Report Says Renters In Black Neighborhoods Are More Likely to be Evicted by Corporate Landlords

A newly published report by the Private Equity Stakeholder Project says that two property companies owned by major private equity firm Pretium Partners are more likely to evict tenants in majority Black neighborhoods rather than communities that are primarily white.

According to the report “PANDEMIC EVICTOR: Don Mullen’s Pretium Partners Files to Evict Black Renters, Collects Billions From Investors,” Progress Residential and Front Yard Residential, both owned by Pretium Partners, filed 500 evictions in the first 10 weeks of 2021.

Around 246 of the evictions were filed in two counties of metropolitan Atlanta, Georgia: Dekalb and Clayton counties. Both areas have majority Black populations. Since the start of 2021, the companies have filed to evict 12 percent of the companies’ renters in DeKalb County, where 55 % of residents are Black. In Clayton County, 73 percent of residents are Black, and the companies have filed to evict 9.5 percent of the renters. While in Seminole and Polk counties in Florida, the companies have filed to evict a smaller number of residents in the mostly white neighborhoods. In Seminole County, which has only have 15 percent Black, the company filed to evict 1.1 percent of its renters, while in Polk County, which is about 19 percent Black, the companies filed to evict 2.4 percent of renters.

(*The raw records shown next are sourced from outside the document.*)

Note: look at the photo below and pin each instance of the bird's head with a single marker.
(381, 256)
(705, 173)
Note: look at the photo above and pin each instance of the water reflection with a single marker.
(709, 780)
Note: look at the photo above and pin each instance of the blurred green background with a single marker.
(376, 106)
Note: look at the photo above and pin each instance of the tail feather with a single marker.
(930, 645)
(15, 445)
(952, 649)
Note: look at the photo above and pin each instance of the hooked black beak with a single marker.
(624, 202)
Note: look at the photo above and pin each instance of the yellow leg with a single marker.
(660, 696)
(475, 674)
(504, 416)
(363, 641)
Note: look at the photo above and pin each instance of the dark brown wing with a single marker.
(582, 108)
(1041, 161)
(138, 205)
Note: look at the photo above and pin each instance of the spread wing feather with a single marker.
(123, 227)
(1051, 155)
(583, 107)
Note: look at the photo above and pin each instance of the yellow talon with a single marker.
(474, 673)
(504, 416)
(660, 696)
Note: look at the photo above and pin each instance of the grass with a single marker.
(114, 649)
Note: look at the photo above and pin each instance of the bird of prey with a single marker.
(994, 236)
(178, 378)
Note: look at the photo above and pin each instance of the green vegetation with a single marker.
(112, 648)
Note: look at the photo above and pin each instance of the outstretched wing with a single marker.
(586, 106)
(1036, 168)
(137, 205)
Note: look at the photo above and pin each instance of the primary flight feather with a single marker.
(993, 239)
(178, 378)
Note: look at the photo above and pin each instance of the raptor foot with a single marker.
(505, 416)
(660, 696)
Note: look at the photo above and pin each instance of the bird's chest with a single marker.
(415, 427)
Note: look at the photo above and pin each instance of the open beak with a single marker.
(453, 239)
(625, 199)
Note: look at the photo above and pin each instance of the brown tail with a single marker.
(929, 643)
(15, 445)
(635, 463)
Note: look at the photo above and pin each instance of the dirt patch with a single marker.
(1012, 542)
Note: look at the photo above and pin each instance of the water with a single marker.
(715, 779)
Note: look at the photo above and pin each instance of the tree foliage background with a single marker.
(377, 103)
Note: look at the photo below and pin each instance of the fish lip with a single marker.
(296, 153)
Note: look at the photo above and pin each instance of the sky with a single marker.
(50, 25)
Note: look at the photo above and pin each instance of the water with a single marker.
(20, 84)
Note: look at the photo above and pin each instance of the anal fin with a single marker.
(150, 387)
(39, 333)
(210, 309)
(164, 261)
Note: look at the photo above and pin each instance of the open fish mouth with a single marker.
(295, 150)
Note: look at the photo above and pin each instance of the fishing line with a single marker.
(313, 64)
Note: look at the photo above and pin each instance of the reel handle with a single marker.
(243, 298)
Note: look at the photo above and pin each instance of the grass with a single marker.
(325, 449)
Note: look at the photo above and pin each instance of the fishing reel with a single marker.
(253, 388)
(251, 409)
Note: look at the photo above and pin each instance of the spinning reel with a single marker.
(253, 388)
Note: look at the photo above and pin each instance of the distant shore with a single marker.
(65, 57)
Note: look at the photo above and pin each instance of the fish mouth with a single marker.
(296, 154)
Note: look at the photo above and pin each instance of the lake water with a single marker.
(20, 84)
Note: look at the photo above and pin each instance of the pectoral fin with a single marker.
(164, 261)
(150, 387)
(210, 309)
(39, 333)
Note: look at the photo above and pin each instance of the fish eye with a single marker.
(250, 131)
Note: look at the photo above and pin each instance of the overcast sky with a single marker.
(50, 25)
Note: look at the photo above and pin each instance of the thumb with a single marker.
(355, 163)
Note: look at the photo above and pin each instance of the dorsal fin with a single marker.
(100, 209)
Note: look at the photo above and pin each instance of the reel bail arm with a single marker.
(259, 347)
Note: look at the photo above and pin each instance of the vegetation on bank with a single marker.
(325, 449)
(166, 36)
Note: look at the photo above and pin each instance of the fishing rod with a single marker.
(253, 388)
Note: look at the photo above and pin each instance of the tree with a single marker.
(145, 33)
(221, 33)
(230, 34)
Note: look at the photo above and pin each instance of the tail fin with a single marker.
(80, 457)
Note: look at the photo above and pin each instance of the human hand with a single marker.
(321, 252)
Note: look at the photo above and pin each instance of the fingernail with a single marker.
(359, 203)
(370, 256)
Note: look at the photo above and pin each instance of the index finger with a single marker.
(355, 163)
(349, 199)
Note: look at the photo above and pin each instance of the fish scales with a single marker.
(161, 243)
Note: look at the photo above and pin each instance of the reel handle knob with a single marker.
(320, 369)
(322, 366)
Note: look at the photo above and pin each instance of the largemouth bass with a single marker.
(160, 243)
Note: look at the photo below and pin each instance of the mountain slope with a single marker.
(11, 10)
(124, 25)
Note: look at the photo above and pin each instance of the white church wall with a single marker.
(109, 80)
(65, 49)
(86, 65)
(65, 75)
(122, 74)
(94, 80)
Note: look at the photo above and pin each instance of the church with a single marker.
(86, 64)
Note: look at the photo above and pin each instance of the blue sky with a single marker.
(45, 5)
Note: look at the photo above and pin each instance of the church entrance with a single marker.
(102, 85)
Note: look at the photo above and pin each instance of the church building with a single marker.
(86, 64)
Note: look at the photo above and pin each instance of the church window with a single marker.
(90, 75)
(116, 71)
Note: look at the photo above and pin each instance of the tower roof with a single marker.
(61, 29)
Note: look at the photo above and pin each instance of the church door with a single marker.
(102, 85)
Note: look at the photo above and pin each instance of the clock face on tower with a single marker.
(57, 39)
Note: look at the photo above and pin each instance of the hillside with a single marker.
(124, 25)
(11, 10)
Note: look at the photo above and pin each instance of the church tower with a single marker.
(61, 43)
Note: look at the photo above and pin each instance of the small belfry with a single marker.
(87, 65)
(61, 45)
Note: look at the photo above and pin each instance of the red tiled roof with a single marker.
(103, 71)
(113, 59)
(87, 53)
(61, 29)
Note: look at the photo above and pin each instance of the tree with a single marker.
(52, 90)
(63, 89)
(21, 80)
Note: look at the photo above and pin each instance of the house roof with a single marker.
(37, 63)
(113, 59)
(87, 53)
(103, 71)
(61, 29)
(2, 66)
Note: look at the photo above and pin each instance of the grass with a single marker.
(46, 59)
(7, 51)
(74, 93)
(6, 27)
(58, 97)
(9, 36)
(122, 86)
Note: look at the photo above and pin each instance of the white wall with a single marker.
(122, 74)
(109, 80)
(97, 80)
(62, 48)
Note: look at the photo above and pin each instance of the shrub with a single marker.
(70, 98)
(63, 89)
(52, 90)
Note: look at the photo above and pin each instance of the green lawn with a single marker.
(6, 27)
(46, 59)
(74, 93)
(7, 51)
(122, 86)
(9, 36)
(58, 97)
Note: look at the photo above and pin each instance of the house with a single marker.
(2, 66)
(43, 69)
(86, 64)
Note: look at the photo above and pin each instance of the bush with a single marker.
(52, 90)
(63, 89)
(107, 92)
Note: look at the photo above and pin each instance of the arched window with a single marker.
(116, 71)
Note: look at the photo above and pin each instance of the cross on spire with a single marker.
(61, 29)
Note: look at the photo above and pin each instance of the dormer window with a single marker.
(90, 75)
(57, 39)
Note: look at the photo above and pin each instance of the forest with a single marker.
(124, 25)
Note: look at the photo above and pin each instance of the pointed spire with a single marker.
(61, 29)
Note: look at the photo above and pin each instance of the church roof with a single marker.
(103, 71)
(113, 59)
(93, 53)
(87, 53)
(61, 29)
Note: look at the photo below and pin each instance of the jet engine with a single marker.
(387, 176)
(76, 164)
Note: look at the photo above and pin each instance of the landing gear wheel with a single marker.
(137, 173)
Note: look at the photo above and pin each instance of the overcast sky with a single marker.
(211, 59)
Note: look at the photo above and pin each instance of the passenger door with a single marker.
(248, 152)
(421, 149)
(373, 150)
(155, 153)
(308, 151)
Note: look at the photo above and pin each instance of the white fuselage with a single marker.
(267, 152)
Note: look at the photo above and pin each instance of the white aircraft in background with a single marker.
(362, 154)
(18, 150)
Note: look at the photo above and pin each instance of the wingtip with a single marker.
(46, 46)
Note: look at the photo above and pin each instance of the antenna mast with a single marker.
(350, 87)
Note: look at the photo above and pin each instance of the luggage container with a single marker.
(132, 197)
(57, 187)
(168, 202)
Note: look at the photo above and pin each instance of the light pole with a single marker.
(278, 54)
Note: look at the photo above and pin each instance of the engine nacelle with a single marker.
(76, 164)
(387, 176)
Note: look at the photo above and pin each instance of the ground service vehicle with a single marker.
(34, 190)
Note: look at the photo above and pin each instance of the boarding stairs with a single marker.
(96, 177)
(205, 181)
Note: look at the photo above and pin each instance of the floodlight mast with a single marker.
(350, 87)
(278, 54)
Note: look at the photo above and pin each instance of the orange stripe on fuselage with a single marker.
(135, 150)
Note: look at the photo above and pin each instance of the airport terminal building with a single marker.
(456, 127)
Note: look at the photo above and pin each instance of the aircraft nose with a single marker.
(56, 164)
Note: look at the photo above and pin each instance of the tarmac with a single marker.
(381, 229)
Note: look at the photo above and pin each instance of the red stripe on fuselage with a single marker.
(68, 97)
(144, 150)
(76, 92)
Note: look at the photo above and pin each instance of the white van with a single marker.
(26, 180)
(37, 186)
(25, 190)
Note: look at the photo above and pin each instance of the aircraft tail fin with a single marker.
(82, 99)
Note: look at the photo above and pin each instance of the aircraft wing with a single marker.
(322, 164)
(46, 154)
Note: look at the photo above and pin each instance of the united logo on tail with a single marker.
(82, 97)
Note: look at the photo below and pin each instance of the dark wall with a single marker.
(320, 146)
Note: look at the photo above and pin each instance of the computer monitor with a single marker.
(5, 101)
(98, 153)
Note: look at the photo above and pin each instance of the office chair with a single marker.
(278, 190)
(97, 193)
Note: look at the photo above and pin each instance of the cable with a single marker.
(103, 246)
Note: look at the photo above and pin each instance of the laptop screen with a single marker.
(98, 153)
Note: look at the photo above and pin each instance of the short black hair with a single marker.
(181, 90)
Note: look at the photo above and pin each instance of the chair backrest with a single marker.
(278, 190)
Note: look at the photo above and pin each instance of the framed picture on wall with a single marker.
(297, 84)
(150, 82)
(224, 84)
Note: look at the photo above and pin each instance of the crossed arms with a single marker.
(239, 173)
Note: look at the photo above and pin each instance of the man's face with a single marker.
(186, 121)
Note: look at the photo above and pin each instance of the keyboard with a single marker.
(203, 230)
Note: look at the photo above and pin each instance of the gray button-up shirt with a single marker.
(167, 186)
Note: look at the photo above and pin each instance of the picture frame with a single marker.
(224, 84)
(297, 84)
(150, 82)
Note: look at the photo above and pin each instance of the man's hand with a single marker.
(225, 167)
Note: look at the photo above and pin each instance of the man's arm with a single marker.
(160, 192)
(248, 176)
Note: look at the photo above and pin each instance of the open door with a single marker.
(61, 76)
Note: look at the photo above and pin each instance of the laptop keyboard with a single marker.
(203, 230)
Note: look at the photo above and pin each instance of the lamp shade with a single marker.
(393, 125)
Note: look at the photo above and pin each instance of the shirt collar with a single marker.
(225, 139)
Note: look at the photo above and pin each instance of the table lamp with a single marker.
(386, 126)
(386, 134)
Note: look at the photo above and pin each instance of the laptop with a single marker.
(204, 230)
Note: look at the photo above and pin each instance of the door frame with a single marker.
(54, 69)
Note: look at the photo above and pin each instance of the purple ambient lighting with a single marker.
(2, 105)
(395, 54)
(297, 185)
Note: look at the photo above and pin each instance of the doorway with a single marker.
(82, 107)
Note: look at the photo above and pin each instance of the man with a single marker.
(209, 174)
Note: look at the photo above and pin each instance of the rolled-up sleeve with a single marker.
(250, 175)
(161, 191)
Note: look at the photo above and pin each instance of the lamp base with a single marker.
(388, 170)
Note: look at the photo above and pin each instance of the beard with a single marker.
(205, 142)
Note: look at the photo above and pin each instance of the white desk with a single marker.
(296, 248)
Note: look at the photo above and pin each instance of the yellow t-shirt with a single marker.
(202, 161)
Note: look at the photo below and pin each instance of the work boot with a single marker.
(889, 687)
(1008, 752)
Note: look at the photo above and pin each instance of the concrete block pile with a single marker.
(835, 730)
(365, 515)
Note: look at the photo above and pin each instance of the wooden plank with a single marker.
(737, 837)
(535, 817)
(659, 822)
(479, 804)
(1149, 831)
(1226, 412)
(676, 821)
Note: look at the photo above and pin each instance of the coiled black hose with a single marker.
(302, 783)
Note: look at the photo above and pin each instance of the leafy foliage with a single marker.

“The company has filed to evict more than a thousand residents since last September,” Jim Baker, the executive director of the Private Equity Stakeholder Project, told NPR. The project tracks corporate landlords.

Baker said the racially disparate numbers  were “incredibly disturbing.” Adding that the company has filed to evict 20 percent of its residents in mostly Black counties in Georgia

Pretium Partners is the second-largest owner and operator of single-family rental homes in the United States owning about 55,000 homes and is lead by former Goldman Sachs partner Don Mullen.

The number of evictions filed by companies owned by the firm continues to grow although the CDC’s eviction moratorium amid the pandemic. The moratorium was extended in September but will expire on June 30. According to court documents, Pretium called the moratorium an “unconstitutional overreach.” Progress Residential and Front Yard Residential have filed to evict 1,300 renters since the pandemic started.

The Federal Trade Commission (FTC) and Consumer Financial Protection Bureau (CFPB) announced on March 29 that they would investigate evictions by “private equity firms” and “major multistate landlords,” amid reports that people were forced from their homes “despite the government prohibitions.”

Shanika Henderson, a Front Yard resident who lives with water and mold issues said, “While HavenBrook Homes has never come out to make any repairs, and hasn’t answered any of my phone calls, they still make sure to send out a reminder at the start of every month to pay rent. In fact, when the COVID-19 pandemic began in March, they sent me a few notices that they would not be carrying out any repairs unless they were very urgent, but they still wanted to remind us to pay our rent on time.”